お鍋のフタをとると、白い湯気がホワッとあがり、美味しそうな匂いがキッチンに広がった。
今日はダンナの好物のクリームシチューだ。誕生日なので久しぶりに作ってあげた。
「もーすぐ出来あがりだよ。」
テーブルの上には、柄にもなくお花を飾ってあげた。乾杯用のビールグラスも準備万端だ。
「よし、できた。」
2枚並べたお皿にクリームシチューを盛り付けテーブルに並べた。
椅子に座って、ビールグラスにビールを注ぐ。もちろんダンナの分からね!
「じゃあ、お誕生日おめでとう!かんぱーい!」
ビールを一口飲んでから、シチューを恐る恐る口へと運ぶ。
3年ぶりのクリームシチューの味だ。
この3年間、クリームシチューが食べれなかった。ダンナが大好きだったクリームシチュー。
3年前のダンナの誕生日に作ってあげたクリームシチュー。会社からの帰りに事故にあい食べる事なく帰らぬ人となってしまった。それ以来、クリームシチューを作ることさえ出来ずにいた。

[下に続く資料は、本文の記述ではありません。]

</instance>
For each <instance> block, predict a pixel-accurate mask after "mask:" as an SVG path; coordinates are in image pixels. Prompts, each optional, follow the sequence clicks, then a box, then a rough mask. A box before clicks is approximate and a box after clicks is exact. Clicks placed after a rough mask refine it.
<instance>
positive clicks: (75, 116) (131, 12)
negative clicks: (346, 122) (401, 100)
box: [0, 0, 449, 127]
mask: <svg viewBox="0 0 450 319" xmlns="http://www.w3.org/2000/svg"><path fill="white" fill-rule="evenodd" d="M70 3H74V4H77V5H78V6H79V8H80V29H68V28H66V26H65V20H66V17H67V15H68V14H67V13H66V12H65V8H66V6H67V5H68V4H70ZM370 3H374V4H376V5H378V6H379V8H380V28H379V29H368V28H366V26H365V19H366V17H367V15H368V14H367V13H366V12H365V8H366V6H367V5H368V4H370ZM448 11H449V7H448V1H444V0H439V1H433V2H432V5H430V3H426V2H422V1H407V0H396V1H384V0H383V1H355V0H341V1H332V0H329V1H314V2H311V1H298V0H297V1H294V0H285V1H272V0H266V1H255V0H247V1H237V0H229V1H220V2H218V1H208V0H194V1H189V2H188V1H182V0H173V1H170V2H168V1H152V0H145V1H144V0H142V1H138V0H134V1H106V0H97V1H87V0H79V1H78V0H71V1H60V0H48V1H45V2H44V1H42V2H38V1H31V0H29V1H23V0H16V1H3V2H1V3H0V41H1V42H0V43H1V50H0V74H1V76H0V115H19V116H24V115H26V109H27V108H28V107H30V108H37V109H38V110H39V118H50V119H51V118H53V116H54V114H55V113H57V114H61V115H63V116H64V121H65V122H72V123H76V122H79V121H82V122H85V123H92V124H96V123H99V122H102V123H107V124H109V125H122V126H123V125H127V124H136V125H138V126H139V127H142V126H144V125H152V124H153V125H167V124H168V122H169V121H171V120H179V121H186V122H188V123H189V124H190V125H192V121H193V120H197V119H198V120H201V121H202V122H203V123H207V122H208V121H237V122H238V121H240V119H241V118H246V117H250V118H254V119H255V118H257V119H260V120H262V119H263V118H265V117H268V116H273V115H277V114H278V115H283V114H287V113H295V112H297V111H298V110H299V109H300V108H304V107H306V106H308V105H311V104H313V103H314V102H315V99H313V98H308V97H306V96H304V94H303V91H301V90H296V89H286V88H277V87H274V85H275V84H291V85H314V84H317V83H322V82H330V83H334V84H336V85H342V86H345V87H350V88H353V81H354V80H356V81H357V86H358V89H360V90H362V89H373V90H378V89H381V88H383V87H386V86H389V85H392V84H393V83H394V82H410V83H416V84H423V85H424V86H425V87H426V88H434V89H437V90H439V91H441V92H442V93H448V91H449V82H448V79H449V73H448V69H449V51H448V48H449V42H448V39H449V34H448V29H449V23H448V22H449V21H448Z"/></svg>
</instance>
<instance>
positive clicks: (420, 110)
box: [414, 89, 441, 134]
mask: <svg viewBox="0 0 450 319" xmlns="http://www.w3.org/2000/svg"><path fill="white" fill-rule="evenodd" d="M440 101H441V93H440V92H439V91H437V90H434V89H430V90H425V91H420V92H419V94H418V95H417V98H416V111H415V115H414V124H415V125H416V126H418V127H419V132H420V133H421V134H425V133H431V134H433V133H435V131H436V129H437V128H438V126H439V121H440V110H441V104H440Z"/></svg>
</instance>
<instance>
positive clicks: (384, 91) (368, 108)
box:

今日一日、アルバムを見ていたらダンナが美味しそうにクリームシチューを食べている写真を見つけた。ほんとにクリームシチューが好きだった。
その写真を見ていたら何となく作ってみたくなったのだ。
「ねぇ、見て。美味しそうでしょ?」
ダンナの写真に向かって聞いてみた。
「あー、腹減ったなぁー。」
そんなダンナの声が聞こえた気がした。